Oltre alle varie lamentele da parte dei politici di turno, si è messa anche la Federconsumatori a criticare l’operato del presidente della Banca centrale europea, Trichet, diffatti è sconcertante vedere che la FED continui a tagliare i tassi di sconto americani mentre la BCE continua a restare imperterrita e ferma delle sue decisioni di mantenere il 4%.

Secondo alcune analisi di esperti del settore, mantenere il 4% porta a delle situazioni poco vantaggiose, come l’aumento del tasso Euribor e sopratutto porta ad un aumento del divario tra l’Euro e il Dollaro, causando quindi le difficoltà per le imprese a sostenere i costi delle materie prime considenando anche il prezzo eccessivo del petrolio che sta appesantendo la situazione.

Oltre alla situazione industriale, bisogna anche considerare la situazione economica famigliare, questo tasso di sconto al 4% sta portando non poche difficoltà alle famiglie in quanto fanno fatica a mantenere la rata mensile del mutuo anche perchè l’inflazione attuale sta peggiorando le cose e questo vuol dire solo una cosa : potere di acquisto uguale a zero!

L’unica soluzione per calmierare la situazione è quella di abbassare i tassi di interesse europei, di almeno mezzo punto percentuale, dal 4,00% al 3,50% solo così si potrà ridare fiato all’economia europea, ma la BCE non si rende conto di tutto ciò, anzi farebbe pensare che sotto a questa decisione ci sia ben altro!

Dopo la riduzione di 25 punti che la Fed ha attuato e prevedendo, come peraltro tutto fa supporre, che vi sarà un ulteriore abbattimento dei tassi americani, non si può che essere sconcertati per l’atteggiamento della Banca Centrale Europea.

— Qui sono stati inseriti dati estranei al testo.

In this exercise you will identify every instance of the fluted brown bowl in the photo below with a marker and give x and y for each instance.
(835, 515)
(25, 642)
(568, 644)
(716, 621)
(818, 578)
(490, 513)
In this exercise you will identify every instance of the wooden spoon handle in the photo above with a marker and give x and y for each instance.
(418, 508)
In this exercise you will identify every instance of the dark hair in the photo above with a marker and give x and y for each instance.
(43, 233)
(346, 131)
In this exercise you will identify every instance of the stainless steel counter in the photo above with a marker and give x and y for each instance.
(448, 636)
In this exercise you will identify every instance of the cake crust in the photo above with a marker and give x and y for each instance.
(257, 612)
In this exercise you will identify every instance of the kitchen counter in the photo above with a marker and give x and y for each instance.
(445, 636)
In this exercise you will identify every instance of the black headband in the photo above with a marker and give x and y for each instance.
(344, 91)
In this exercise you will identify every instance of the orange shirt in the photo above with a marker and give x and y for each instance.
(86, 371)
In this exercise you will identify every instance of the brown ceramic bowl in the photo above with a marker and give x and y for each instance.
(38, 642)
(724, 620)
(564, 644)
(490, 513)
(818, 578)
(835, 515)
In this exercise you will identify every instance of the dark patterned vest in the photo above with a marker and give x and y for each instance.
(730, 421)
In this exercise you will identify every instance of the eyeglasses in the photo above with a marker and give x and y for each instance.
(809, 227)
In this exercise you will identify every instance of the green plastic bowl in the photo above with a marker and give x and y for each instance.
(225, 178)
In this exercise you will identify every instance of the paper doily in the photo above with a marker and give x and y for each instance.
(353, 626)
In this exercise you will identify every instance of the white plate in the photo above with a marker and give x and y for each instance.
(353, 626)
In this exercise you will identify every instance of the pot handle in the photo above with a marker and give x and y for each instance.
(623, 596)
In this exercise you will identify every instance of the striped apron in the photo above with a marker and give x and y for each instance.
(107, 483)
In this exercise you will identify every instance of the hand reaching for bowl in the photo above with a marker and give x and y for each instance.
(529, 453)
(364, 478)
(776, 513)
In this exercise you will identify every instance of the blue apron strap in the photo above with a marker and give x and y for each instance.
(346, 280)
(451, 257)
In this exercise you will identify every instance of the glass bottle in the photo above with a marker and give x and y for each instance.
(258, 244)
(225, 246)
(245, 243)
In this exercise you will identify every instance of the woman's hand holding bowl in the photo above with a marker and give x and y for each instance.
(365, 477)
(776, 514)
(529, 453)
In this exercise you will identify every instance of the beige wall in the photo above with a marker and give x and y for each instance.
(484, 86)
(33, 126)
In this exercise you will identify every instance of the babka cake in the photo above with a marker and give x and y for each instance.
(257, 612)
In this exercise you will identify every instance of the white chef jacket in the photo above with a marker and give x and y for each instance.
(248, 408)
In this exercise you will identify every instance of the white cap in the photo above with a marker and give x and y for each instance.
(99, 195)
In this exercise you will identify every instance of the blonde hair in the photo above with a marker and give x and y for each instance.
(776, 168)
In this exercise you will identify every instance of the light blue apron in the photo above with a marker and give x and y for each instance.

Probabilmente, bisognerà inviare un mandato di cattura ai responsabili, accompagnato da una denuncia per disastro colposo, se non ci saranno interventi conseguenti sul tasso di sconto europeo. Siamo convinti, infatti, che mantenere ostinatamente fermo il tasso di sconto all’attuale valore del 4% sia utile solo all’industria che compete con quella europea a livello internazionale. Non contrasta affatto, invece, gli aumenti inflattivi, proprio perché, di fronte all’indebolimento del Dollaro rispetto all’Euro, i produttori di materie prime, soprattutto quelli di petrolio, aumentano in maniera notevole il loro prezzo all’origine, per mantenere invariati i loro profitti, comportando così effetti negativi proprio sulla stessa inflazione che si dice di voler combattere.